For a program supposedly based on fact, "Klondike" displays two obvious errors right at the start. For one thing, the Canadian authorities required prospectors climbing the Chilkoot to bring at least a year's supply of food, so they wouldn't have to bother burying people who died from starvation. This is glossed over to the point of being ignored.

The second error occurs when Bill Haskell (a real Yukon prospector who wrote a book about his experiences, played by Richard Madden) falls into a near-freezing river. (Madden insisted on doing the stunt himself.) He makes it to shore, but even without a fire, his clothing somehow manages to dry out. Why he doesn't succumb to hypothermia (a huge amount of body heat would be needed to evaporate the water in his clothes) isn't explained. Nor is the sudden appearance of Father William Judge (Sam Shepard), who shoots a wolf about to make a meal of Haskell. (Three errors, actually -- non-rabid wolves rarely attack humans.)

The story is less documentary than drama, perhaps excessively so. There are lots of characters with conflicting desires (the very basis of drama), but it seems mechanical and schematic. Belinda Mulrooney (Abie Cornish) finds Haskell attractive (apparently for an innocence she doesn't want destroyed) and helps him, simply because it moves the plot along.

As for the reviewer who complained about "social engineering"... If racism and anti-Semitism were part of that era, there's no reason not to include them (where appropriate). What bothers me -- as a liberal -- is the projection of liberal values on people who did not have them.

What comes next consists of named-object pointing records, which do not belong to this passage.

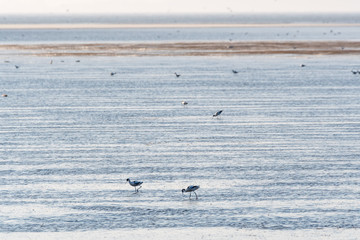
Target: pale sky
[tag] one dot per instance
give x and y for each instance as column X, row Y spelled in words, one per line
column 176, row 6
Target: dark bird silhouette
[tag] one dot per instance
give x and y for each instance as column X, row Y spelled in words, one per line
column 134, row 184
column 217, row 113
column 191, row 189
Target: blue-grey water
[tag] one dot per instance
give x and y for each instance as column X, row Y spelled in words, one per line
column 283, row 155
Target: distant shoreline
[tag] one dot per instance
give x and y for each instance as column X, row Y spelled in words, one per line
column 168, row 25
column 212, row 48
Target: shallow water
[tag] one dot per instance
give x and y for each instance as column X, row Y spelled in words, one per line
column 284, row 155
column 301, row 33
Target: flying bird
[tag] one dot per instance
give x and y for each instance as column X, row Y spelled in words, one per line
column 190, row 189
column 217, row 113
column 134, row 184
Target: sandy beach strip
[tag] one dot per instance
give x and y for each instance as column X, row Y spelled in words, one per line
column 185, row 48
column 166, row 25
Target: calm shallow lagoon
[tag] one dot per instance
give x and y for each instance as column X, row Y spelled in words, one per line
column 284, row 155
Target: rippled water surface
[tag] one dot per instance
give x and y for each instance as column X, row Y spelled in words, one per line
column 283, row 155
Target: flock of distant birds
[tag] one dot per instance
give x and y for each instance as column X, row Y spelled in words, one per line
column 190, row 189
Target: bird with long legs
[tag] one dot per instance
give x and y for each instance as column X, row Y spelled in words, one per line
column 191, row 189
column 135, row 184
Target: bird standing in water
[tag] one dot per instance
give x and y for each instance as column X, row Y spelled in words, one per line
column 191, row 189
column 217, row 113
column 134, row 184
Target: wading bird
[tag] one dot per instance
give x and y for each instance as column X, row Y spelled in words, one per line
column 217, row 113
column 191, row 189
column 134, row 184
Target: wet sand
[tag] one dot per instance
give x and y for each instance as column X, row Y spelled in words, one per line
column 185, row 48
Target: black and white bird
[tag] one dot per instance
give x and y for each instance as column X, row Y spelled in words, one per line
column 217, row 113
column 134, row 184
column 190, row 189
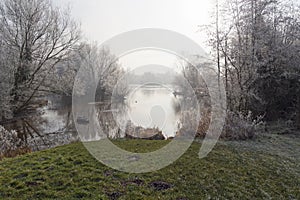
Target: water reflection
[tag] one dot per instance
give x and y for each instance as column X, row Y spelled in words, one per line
column 150, row 106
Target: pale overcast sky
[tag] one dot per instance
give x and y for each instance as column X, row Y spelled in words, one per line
column 103, row 19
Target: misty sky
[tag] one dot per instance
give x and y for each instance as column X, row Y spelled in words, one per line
column 103, row 19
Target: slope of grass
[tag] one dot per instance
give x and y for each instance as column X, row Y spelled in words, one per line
column 229, row 172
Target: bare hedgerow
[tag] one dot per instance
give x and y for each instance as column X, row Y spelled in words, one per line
column 10, row 144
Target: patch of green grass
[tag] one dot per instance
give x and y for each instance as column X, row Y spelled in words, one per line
column 70, row 172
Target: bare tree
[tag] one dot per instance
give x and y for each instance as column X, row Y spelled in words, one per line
column 38, row 36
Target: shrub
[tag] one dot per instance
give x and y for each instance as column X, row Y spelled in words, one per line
column 10, row 144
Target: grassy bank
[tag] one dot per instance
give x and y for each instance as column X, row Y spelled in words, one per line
column 244, row 170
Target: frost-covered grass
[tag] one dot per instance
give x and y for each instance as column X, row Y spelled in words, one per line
column 246, row 170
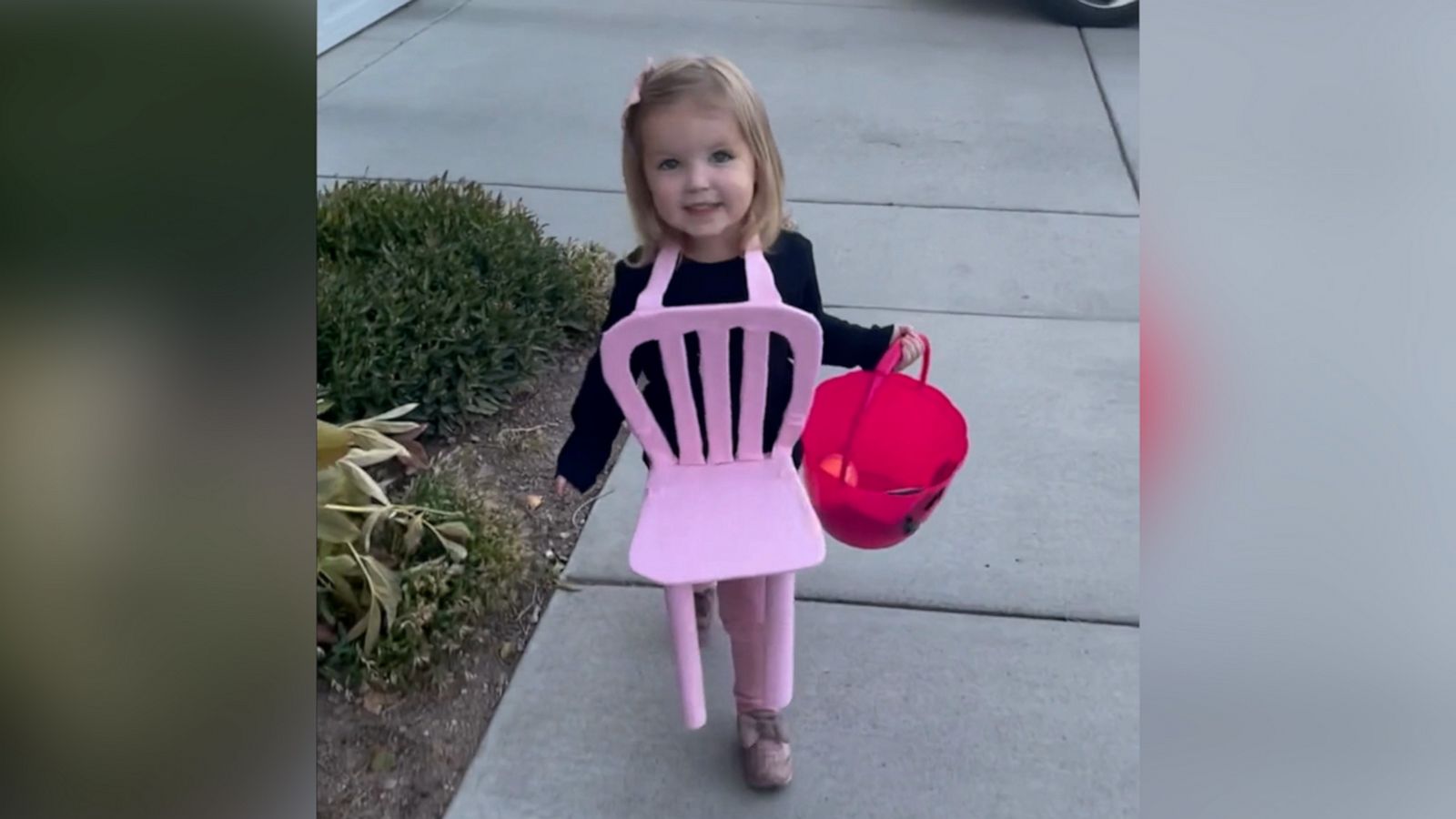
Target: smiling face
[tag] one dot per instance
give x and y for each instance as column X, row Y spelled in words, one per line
column 701, row 174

I haven't read Charlotte Gray's book (from which "Klondike" is derived), but I suspect the writers tarted it up with as many dramatic clichés as possible -- the murder of one's best friend and the search for justice, the prostitute with a heart of gold, the priest who has to decide whether to keep silent when he knows who the killer is, etc, etc, etc. Sorry, but I've seen all this before. And the 60-year-old "The Far Country" includes homoeroticism (Brennan has a serious man-crush on Stewart), while "Klondike" ignores this. (Ditto for "Paint Your Wagon" -- Marvin and Eastwood love each other more than they love any woman.) We don't even see a bull dance!

The series slogs to a dragged-out, highly implausible anticlimax. Most of the people receive their just rewards (good and bad), or "recover their forgotten moral senses". But Meeker inadvertently finds the one weak spot on a frozen river and falls in, taking a lot of the gold with him. And Father Judge is given a funeral while he's alive, so he can enjoy it. The funeral music is supplied by white musicians inexplicably familiar with Dixieland jass. Are we supposed to take this seriously?

"Klondike" is well-acted and beautifully produced. The script is merely serviceable. It's larded with pretentious aphorisms and philosophical observations that seem more 20th-century than 19th. The writers show no awareness of when particular figures of speech came into use. ("I never thought the first day of the rest of my life would be so bad.") The low point of their ignorance comes when Bill tells the Mountie "You're incentivizing killers!". (!!!) Is it too much to expect a scriptwriter to own the OED, and use it? (I do, and I do.)

Frankly, "Deadwood" covered the same moral and psychological grounds, and did it with greater depth and imagination. Discovery Channel has labored mightily and brought forth a mouse.